Résultat, ce sont les ONG comme Anticor ou Transparency International qui prennent le relais. D’abord pour porter à la connaissance du public les faits, mais aussi, par ricochet, se substituer aux victimes et obtenir réparation. « Dans l’affaire des emplois fictifs de la ville de Paris, Bertrand Delanoë a préféré négocier avec Jacques Chirac que porter plainte. Nous l’avons donc fait à sa place », rappelle Jean-Christophe Picard. Fin 2012, la section des Bouches-du-Rhône de l’association s’est, de son côté, constituée partie civile dans l’affaire Guérini en lieu et place du Conseil général.
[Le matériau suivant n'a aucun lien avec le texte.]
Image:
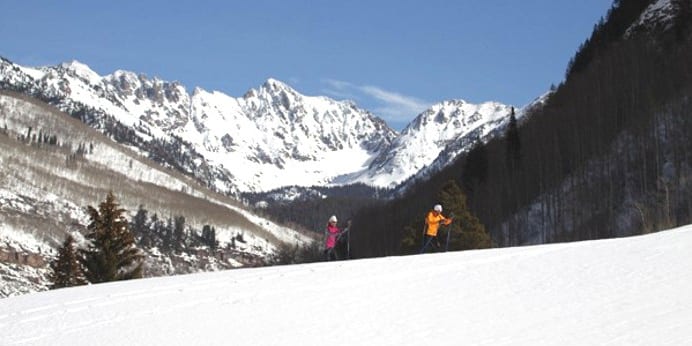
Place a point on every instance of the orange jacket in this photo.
(433, 223)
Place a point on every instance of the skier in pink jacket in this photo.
(332, 233)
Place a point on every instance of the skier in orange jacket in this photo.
(432, 224)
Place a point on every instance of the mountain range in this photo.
(269, 138)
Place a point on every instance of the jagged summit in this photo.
(273, 136)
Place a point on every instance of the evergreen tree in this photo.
(467, 232)
(179, 233)
(112, 254)
(66, 268)
(476, 166)
(513, 142)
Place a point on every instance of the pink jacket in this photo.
(332, 232)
Anticor 13 innove même concernant les victimes. Ce printemps, l’association a monté un petit groupe de travail sur leur souffrance, qu’elle retrouve régulièrement dans les courriers reçus. « Notre objectif est de montrer qu’il y a une reproduction de comportements et une graduation, comme dans le harcèlement. Il faut la faire reconnaître par les tribunaux », insiste la psycho-sociologue Rosy Inaudi, un des trois membres du groupe.
Juridiquement Anthony est en effet, et au mieux, un simple témoin. « Pour qu’un agent public soit reconnu victime, il faut qu’il porte plainte et démontre le harcèlement et l’extorsion », regrette presque le magistrat marseillais Jean-Luc Blachon. C’est une démarche difficile, notamment pour les carrières professionnelles. » Et de conclure : « Dans la corruption, il y a toujours des dysfonctionnements et de la souffrance. » Donc des victimes.
NB : Jacques Dallest et Jean-Luc Blachon sont signataires, aux côtés de 80 autres magistrats et de 9 associations (dont Anticor), de « L’appel des juges contre la délinquance financière » publié en février dernier dans Le Monde.